Wishing Well Foundation USA is a charity that was founded by husband and wife Elwin and Lisbeth LeBeau in 1995. It seeks to fulfill the wishes of terminally ill children in the United States. The organization has come under criticism in the past for its misleading telemarketer calls and extremely high overhead expenses.

== History ==
Wishing Well Foundation USA was founded by Elwin LeBeau and his wife Lisbeth LeBeau in 1995, after their friend's child died. According to the Charity Navigator website, the foundation was "organized for the purpose of fulfilling the fondest wish for any terminally ill child not expected to reach 18 years of age."

== Controversies ==

=== Administrative and fundraising expenses ===
The foundation has drawn criticism in the past over its use of money raised. As of fiscal year 2014, the most recent year for which data is available, the organization spent 7.2% of its revenue on program expenses, 9.9% on administrative expenses, and 82.7% on fundraising.
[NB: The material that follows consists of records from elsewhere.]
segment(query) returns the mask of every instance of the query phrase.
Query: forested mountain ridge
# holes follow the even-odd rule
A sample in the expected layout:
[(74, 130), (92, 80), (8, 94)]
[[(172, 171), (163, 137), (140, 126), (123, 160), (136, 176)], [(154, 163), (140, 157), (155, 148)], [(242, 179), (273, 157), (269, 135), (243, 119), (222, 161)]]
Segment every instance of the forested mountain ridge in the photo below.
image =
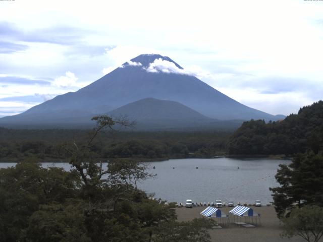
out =
[(291, 155), (323, 146), (323, 101), (301, 108), (284, 120), (244, 122), (231, 136), (230, 155)]

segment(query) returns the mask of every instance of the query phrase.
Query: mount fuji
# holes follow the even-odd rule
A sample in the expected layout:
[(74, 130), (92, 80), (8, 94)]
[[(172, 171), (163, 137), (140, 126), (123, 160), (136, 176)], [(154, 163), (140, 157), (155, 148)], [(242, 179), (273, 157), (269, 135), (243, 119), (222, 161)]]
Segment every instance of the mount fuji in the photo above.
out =
[[(130, 113), (120, 112), (128, 110), (129, 112), (130, 109), (132, 116), (136, 112), (140, 113), (144, 108), (142, 105), (133, 105), (130, 109), (121, 108), (142, 99), (146, 104), (153, 102), (153, 106), (158, 103), (159, 107), (156, 108), (161, 112), (154, 119), (160, 120), (159, 126), (162, 126), (162, 120), (170, 119), (173, 116), (171, 114), (177, 112), (176, 108), (170, 109), (172, 106), (170, 102), (163, 101), (176, 103), (177, 113), (183, 116), (181, 119), (178, 116), (176, 120), (183, 122), (183, 126), (188, 122), (188, 116), (194, 116), (197, 126), (213, 119), (276, 120), (283, 117), (239, 103), (199, 80), (167, 56), (141, 54), (75, 92), (57, 96), (23, 113), (0, 118), (0, 125), (87, 125), (91, 124), (92, 116), (113, 111), (116, 115), (128, 115)], [(167, 105), (161, 108), (163, 104)], [(154, 115), (152, 113), (149, 118), (154, 119)]]

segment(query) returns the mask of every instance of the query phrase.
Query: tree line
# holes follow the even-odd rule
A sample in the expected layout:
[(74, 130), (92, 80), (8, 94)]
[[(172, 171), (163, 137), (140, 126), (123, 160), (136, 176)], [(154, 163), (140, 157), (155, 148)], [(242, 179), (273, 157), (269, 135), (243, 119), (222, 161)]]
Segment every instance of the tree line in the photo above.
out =
[[(9, 130), (0, 128), (0, 161), (33, 157), (42, 161), (66, 161), (64, 149), (70, 140), (82, 145), (88, 131)], [(226, 152), (231, 133), (186, 132), (111, 132), (99, 133), (89, 151), (102, 159), (132, 158), (167, 159), (209, 158)]]
[(300, 109), (283, 120), (244, 122), (230, 137), (231, 155), (293, 155), (311, 149), (317, 153), (323, 144), (323, 101)]
[(174, 204), (137, 187), (152, 175), (144, 164), (113, 160), (104, 167), (89, 147), (116, 122), (94, 118), (97, 127), (86, 142), (64, 147), (71, 171), (32, 160), (0, 169), (0, 240), (209, 242), (213, 220), (178, 222)]

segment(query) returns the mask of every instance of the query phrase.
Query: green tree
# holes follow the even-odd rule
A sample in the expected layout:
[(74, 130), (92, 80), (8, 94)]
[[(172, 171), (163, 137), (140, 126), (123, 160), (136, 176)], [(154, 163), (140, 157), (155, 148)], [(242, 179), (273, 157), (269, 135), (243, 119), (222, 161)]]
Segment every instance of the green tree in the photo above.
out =
[(323, 206), (323, 156), (311, 151), (298, 154), (288, 165), (280, 165), (275, 177), (280, 187), (271, 188), (279, 218), (295, 206)]
[(317, 206), (296, 207), (283, 221), (283, 237), (299, 235), (308, 242), (317, 242), (323, 235), (323, 208)]
[(210, 242), (208, 230), (216, 225), (213, 219), (195, 218), (191, 221), (162, 223), (154, 242)]

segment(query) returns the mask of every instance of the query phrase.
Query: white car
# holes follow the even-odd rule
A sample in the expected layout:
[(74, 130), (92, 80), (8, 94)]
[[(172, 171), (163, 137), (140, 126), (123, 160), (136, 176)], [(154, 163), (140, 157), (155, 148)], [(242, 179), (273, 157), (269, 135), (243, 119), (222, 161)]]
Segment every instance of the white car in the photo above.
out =
[(216, 207), (217, 208), (221, 208), (223, 205), (222, 201), (221, 200), (216, 200)]
[(190, 199), (187, 199), (186, 200), (186, 202), (185, 203), (185, 207), (186, 208), (192, 208), (193, 207), (193, 202)]

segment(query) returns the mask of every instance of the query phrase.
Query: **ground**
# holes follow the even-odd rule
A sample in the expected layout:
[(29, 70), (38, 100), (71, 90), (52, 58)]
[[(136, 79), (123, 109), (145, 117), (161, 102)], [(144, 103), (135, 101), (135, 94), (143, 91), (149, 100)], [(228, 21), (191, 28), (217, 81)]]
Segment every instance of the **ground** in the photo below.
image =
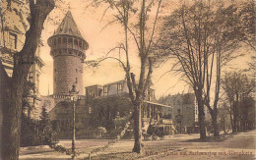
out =
[[(133, 140), (119, 140), (110, 143), (104, 150), (92, 153), (92, 160), (102, 159), (239, 159), (250, 160), (255, 157), (256, 131), (228, 134), (217, 142), (198, 142), (199, 134), (176, 134), (166, 136), (163, 140), (144, 141), (141, 155), (131, 153)], [(89, 159), (89, 152), (107, 145), (107, 139), (79, 139), (78, 150), (83, 151), (78, 159)], [(61, 145), (71, 146), (70, 140), (61, 140)], [(58, 153), (50, 148), (21, 148), (20, 159), (69, 159), (70, 156)]]

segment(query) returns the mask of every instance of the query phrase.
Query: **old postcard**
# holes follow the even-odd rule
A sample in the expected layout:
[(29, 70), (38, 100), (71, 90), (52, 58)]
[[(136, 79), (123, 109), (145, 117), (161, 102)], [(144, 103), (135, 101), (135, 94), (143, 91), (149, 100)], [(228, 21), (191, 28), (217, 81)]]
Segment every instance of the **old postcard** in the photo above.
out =
[(0, 159), (255, 159), (253, 0), (0, 4)]

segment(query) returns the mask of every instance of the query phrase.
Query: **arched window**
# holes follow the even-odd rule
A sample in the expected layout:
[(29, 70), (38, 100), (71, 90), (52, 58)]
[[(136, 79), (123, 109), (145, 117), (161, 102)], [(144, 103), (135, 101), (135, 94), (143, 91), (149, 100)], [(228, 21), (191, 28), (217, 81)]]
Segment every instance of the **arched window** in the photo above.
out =
[(61, 38), (59, 37), (59, 38), (58, 38), (58, 44), (60, 44), (60, 43), (61, 43)]
[(74, 44), (75, 44), (76, 46), (78, 46), (78, 39), (75, 39), (75, 40), (74, 40)]
[(73, 43), (73, 39), (69, 38), (69, 44), (72, 44), (72, 43)]
[(67, 38), (66, 37), (63, 38), (63, 43), (65, 43), (65, 44), (67, 43)]

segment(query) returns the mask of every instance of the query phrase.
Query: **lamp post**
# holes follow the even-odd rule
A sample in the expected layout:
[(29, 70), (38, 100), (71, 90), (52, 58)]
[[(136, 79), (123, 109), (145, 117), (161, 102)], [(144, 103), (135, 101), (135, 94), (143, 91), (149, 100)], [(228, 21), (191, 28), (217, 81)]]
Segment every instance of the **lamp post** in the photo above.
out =
[(74, 159), (76, 156), (76, 146), (75, 146), (75, 141), (76, 141), (76, 100), (77, 100), (77, 94), (79, 91), (76, 90), (76, 84), (73, 83), (72, 89), (69, 90), (70, 94), (70, 99), (73, 101), (73, 132), (72, 132), (72, 153), (73, 156), (72, 158)]

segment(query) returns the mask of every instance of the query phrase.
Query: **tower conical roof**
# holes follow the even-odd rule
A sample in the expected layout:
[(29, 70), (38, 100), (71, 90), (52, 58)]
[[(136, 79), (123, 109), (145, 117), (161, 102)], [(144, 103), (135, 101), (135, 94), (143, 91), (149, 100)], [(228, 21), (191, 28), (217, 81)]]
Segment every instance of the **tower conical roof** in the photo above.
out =
[(62, 20), (61, 24), (59, 25), (58, 28), (54, 31), (53, 35), (59, 34), (73, 35), (84, 39), (78, 29), (77, 24), (75, 23), (70, 11), (67, 12), (65, 18)]

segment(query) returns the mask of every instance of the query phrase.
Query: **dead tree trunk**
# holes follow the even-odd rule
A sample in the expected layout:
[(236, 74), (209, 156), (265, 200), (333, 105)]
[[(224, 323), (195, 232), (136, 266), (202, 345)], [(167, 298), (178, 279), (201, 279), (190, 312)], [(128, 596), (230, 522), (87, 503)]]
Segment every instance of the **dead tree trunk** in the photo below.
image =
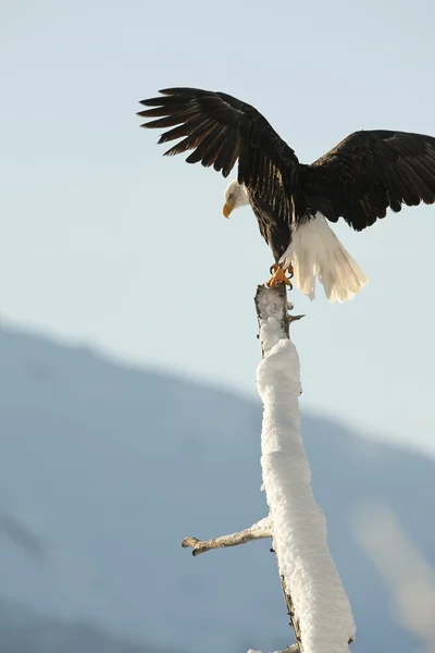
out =
[[(264, 356), (278, 342), (279, 338), (290, 337), (290, 323), (294, 320), (300, 320), (303, 316), (291, 316), (288, 312), (290, 308), (287, 300), (287, 287), (279, 283), (275, 288), (269, 288), (264, 285), (260, 285), (257, 288), (257, 294), (254, 297), (256, 309), (257, 309), (257, 318), (259, 322), (259, 338), (261, 343), (261, 354)], [(262, 337), (262, 326), (268, 323), (270, 318), (276, 319), (281, 325), (279, 331), (277, 332), (276, 340), (266, 340)], [(273, 553), (275, 551), (271, 549)], [(290, 618), (290, 626), (295, 631), (295, 639), (297, 644), (297, 651), (300, 653), (303, 652), (302, 646), (302, 638), (300, 632), (300, 624), (298, 616), (295, 614), (295, 606), (291, 601), (290, 593), (286, 588), (286, 582), (284, 579), (284, 575), (281, 574), (279, 570), (279, 560), (276, 559), (276, 564), (278, 567), (281, 587), (283, 589), (284, 601), (287, 606), (287, 614)]]

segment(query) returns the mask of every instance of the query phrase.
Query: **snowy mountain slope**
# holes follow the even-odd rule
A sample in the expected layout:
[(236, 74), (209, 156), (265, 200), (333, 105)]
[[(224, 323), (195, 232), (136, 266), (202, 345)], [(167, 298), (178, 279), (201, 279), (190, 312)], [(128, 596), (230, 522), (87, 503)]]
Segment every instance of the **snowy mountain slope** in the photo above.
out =
[[(194, 559), (264, 515), (259, 402), (0, 331), (0, 596), (192, 653), (289, 641), (268, 542)], [(435, 464), (306, 415), (315, 497), (357, 620), (352, 650), (409, 651), (352, 533), (380, 498), (435, 565)]]

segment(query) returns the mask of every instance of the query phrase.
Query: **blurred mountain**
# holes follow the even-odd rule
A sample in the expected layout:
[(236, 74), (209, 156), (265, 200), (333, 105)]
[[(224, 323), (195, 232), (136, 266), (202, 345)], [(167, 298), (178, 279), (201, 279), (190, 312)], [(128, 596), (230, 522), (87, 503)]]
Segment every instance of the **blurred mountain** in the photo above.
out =
[[(289, 643), (269, 542), (198, 558), (179, 545), (264, 516), (260, 428), (259, 401), (1, 329), (0, 639), (27, 628), (18, 603), (48, 615), (29, 613), (32, 628), (54, 642), (86, 623), (90, 639), (190, 653)], [(434, 460), (314, 415), (302, 432), (356, 615), (352, 651), (417, 650), (353, 526), (364, 501), (382, 502), (435, 565)], [(0, 651), (70, 651), (10, 641)], [(99, 645), (75, 650), (142, 651)]]

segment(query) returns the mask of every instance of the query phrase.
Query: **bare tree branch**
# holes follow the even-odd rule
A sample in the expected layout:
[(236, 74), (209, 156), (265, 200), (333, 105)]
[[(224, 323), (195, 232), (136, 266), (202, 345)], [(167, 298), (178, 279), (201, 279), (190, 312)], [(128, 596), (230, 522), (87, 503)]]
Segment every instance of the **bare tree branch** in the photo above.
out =
[[(278, 343), (281, 338), (290, 337), (290, 323), (295, 320), (300, 320), (303, 316), (291, 316), (288, 310), (293, 308), (287, 300), (287, 287), (284, 283), (279, 283), (275, 288), (269, 288), (264, 285), (260, 285), (257, 288), (254, 297), (257, 318), (260, 328), (260, 342), (261, 342), (261, 354), (264, 357), (274, 345)], [(268, 323), (270, 318), (274, 318), (281, 324), (281, 329), (276, 335), (276, 340), (269, 340), (264, 335), (263, 325)], [(279, 571), (279, 560), (276, 558), (276, 564)], [(295, 631), (296, 644), (288, 646), (286, 651), (296, 653), (302, 653), (302, 641), (300, 632), (300, 624), (297, 615), (295, 614), (295, 607), (291, 596), (286, 588), (284, 576), (279, 571), (281, 587), (283, 589), (284, 601), (287, 606), (287, 614), (290, 617), (290, 626)]]
[(229, 535), (221, 535), (220, 538), (213, 538), (211, 540), (197, 540), (197, 538), (185, 538), (182, 542), (183, 549), (192, 549), (192, 555), (199, 555), (206, 553), (212, 549), (226, 549), (227, 546), (238, 546), (239, 544), (246, 544), (253, 540), (263, 540), (265, 538), (272, 538), (272, 528), (269, 517), (262, 519), (258, 523), (254, 523), (250, 528), (247, 528), (238, 533), (231, 533)]

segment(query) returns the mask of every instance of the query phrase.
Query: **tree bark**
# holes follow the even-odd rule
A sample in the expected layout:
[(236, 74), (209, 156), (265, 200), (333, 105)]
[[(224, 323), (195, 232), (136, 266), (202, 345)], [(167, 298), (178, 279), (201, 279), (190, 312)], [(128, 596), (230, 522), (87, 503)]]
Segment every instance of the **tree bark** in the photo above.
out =
[[(269, 288), (265, 285), (259, 285), (257, 288), (257, 294), (254, 297), (256, 309), (257, 309), (257, 318), (259, 322), (260, 329), (260, 343), (261, 343), (261, 354), (264, 357), (270, 349), (278, 343), (278, 341), (283, 337), (290, 337), (290, 323), (295, 320), (300, 320), (303, 316), (291, 316), (288, 312), (289, 305), (287, 300), (287, 286), (284, 283), (279, 283), (275, 288)], [(279, 332), (277, 333), (276, 340), (265, 340), (263, 336), (263, 325), (268, 323), (270, 318), (274, 318), (278, 320), (281, 324)], [(273, 549), (272, 549), (273, 551)], [(302, 639), (300, 632), (300, 624), (297, 615), (295, 614), (295, 607), (291, 600), (291, 595), (286, 587), (285, 579), (283, 574), (279, 570), (279, 560), (276, 556), (276, 565), (278, 567), (281, 587), (283, 589), (284, 601), (287, 606), (287, 614), (290, 618), (289, 626), (295, 631), (296, 645), (293, 644), (290, 648), (295, 646), (295, 651), (299, 653), (303, 653), (302, 648)], [(297, 646), (297, 649), (296, 649)]]

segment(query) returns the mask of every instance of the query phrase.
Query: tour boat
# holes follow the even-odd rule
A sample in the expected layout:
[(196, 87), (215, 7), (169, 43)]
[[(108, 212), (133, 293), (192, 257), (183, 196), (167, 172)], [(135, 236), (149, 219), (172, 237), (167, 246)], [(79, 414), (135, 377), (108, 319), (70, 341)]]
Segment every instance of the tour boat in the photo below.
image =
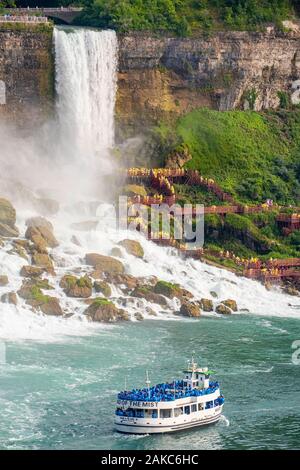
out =
[(213, 371), (188, 362), (182, 380), (118, 394), (115, 428), (132, 434), (154, 434), (216, 423), (222, 414), (224, 397), (218, 382), (210, 381)]

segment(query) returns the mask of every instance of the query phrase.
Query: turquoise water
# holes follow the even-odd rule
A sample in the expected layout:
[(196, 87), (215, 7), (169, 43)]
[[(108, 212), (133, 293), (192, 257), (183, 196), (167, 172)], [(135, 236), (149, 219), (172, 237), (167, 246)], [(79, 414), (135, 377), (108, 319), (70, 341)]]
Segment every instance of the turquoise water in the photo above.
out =
[[(64, 343), (6, 343), (0, 364), (0, 448), (299, 449), (299, 320), (234, 315), (145, 321)], [(161, 436), (113, 430), (117, 391), (180, 377), (192, 351), (217, 370), (226, 397), (213, 426)]]

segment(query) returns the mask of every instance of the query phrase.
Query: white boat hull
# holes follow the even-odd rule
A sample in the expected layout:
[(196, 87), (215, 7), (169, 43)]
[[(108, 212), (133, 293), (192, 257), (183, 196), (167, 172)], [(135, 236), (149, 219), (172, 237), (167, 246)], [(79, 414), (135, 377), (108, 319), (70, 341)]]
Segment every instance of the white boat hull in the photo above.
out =
[[(165, 421), (169, 421), (169, 423), (161, 423), (161, 424), (144, 424), (144, 419), (135, 419), (135, 418), (119, 418), (117, 417), (115, 421), (115, 429), (118, 432), (122, 433), (129, 433), (129, 434), (161, 434), (166, 432), (176, 432), (176, 431), (183, 431), (186, 429), (193, 429), (200, 426), (207, 426), (209, 424), (216, 423), (219, 421), (222, 415), (222, 407), (219, 408), (218, 411), (214, 411), (213, 413), (203, 414), (202, 416), (193, 418), (191, 420), (178, 420), (178, 422), (169, 419)], [(158, 421), (158, 420), (153, 420)], [(170, 423), (170, 421), (173, 421)], [(144, 425), (143, 425), (144, 424)]]

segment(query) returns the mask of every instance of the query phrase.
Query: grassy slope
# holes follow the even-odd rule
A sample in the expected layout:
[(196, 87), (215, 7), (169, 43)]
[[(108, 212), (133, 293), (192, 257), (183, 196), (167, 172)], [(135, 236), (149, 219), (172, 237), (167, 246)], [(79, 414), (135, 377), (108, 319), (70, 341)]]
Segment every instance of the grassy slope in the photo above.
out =
[(178, 121), (177, 133), (193, 156), (187, 167), (214, 178), (237, 199), (296, 204), (299, 122), (299, 112), (199, 109)]

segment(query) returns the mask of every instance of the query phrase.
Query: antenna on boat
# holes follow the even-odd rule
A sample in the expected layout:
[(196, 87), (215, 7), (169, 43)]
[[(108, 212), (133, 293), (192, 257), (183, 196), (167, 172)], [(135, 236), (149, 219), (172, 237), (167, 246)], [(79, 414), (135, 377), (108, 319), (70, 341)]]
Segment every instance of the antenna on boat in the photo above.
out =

In comparison, the BBB considers spending more than 35% on total overhead (administrative and fundraising expenses combined) excessive. The Tampa Bay Times ranked Wishing Well Foundation USA #28 on its 2014 list of "America's Worst Charities". When the Tampa Bay Times requested comments from the foundation, the organization claimed, "We have tried in the past to operate without fundraiser assistance, but we could not grant the wishes of the children we wanted to help without fundraiser assistance." In a written message, LeBeau said, "What you are referring to as 'fundraising' also includes several components necessary to the successful operation of the charity, including providing public awareness of the charity's functions so that those in need of its services are able to take advantage of the services offered." The foundation has not filed a voluntary charity report with the BBB.

=== Misleading fundraisers ===
In 1999, the attorney general of Minnesota brought charges against Wishing Well Foundation USA, alleging that the telemarketer calls used for fundraising purposes misled donors into believing that the charity was a well-known organization based in Minnesota. The case was settled out of court for a total of $60,500, of which $22,500 was paid to the state, and $38,000 was paid to establish a fund specifically to benefit children in Minnesota with severe illnesses. Furthermore, the organization was prohibited from soliciting funds in the state until 2004.